At the regional planning level, Cass County participates in the Metro Council of Governments (Metro COG), the federally designated Metropolitan Planning Organization (MPO) for the Fargo-Moorhead area. Metro COG coordinates transportation planning across Cass County (ND), Clay County (MN), and the incorporated cities within both (Metro COG). Federal highway and transit funding allocations flow through Metro COG, making county participation in that body a direct link to federal infrastructure dollars, as covered in detail on the Fargo Metro federal funding and grants page.

Cass County also administers a joint public health unit with the City of Fargo, consolidating environmental health, disease surveillance, and public health emergency response under a single operational structure. This joint model reflects a broader pattern of service consolidation in the metro, where duplicating infrastructure between county and city governments carries measurable cost.


Common scenarios

Three recurring situations illustrate how Cass County's role becomes operationally visible to residents and businesses in the metro area:

Annexation transitions. As West Fargo and Horace expand outward, they annex land previously under county jurisdiction. During this transition, a parcel may shift from county zoning classifications to city zoning classifications, changing permitted uses, setback requirements, and applicable building codes. The annexation process requires formal action under North Dakota Century Code § 40-51.2, with county commission involvement where county roads or drainage infrastructure are affected (ND Legislative Branch, Title 40).

Rural subdivision and plat review. Landowners seeking to subdivide property outside city limits must navigate county subdivision regulations rather than city planning processes. The Cass County Planning and Zoning Commission reviews plats, evaluates road access, and applies the county's land use policies, which differ in density thresholds and infrastructure requirements from those of Fargo or West Fargo.

Flood control coordination. The Red River valley is a flat, low-gradient floodplain with documented major flood events, including the 1997 flood that reached a crest of 39.57 feet at Fargo (USGS National Water Information System). County infrastructure — particularly county road culverts and drainage ditches — connects directly to the regional diversion and water management systems. Cass County participates in planning bodies alongside the U.S. Army Corps of Engineers and the Fargo-Moorhead Diversion Authority on the FM Area Diversion Project, the flood risk management initiative designed to protect the metro. More detail on flood infrastructure governance appears on the Fargo Metro flood control and water management page.


Decision boundaries

Understanding where Cass County's authority ends is as important as understanding where it begins. Four boundaries define that edge:

County vs. City zoning authority. Inside any incorporated city limit, the city's zoning ordinance governs. The county has no zoning authority within Fargo, West Fargo, or any other incorporated municipality. A developer building within Fargo's city limits deals exclusively with Fargo city planning staff.
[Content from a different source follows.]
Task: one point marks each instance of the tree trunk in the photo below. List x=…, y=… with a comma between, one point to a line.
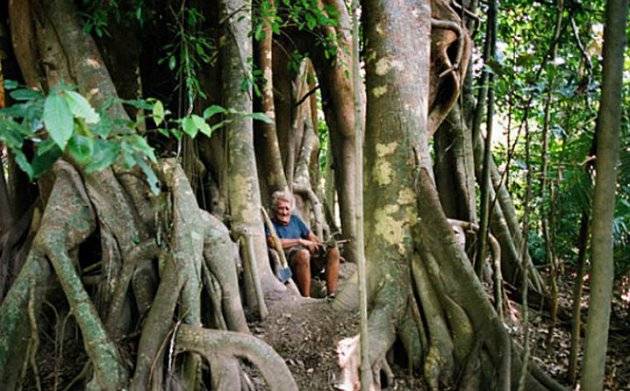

County vs. State highway authority. State highways passing through Cass County — including U.S. Highway 10 and Interstate 94 — fall under the jurisdiction of the North Dakota Department of Transportation (NDDOT), not the county (NDDOT). County roads are designated separately and carry lower functional classification than state routes.

County vs. School district authority. Cass County contains multiple independent school districts, including Fargo Public Schools, West Fargo Public Schools, and the Central Cass School District, among others. School governance is entirely separate from county government; districts are independent taxing authorities operating under North Dakota's school district statutes, not under county commission oversight.

Cass County (ND) vs. Clay County (MN). The Fargo metro MSA spans a state line. Cass County's North Dakota statutes, property tax systems, land use codes, and service delivery models do not extend across the Red River. Clay County, Minnesota operates under Minnesota county law, creating parallel but legally distinct governance on the Moorhead side. That cross-border dynamic is explored further on the Fargo Metro–Moorhead, MN relationship page.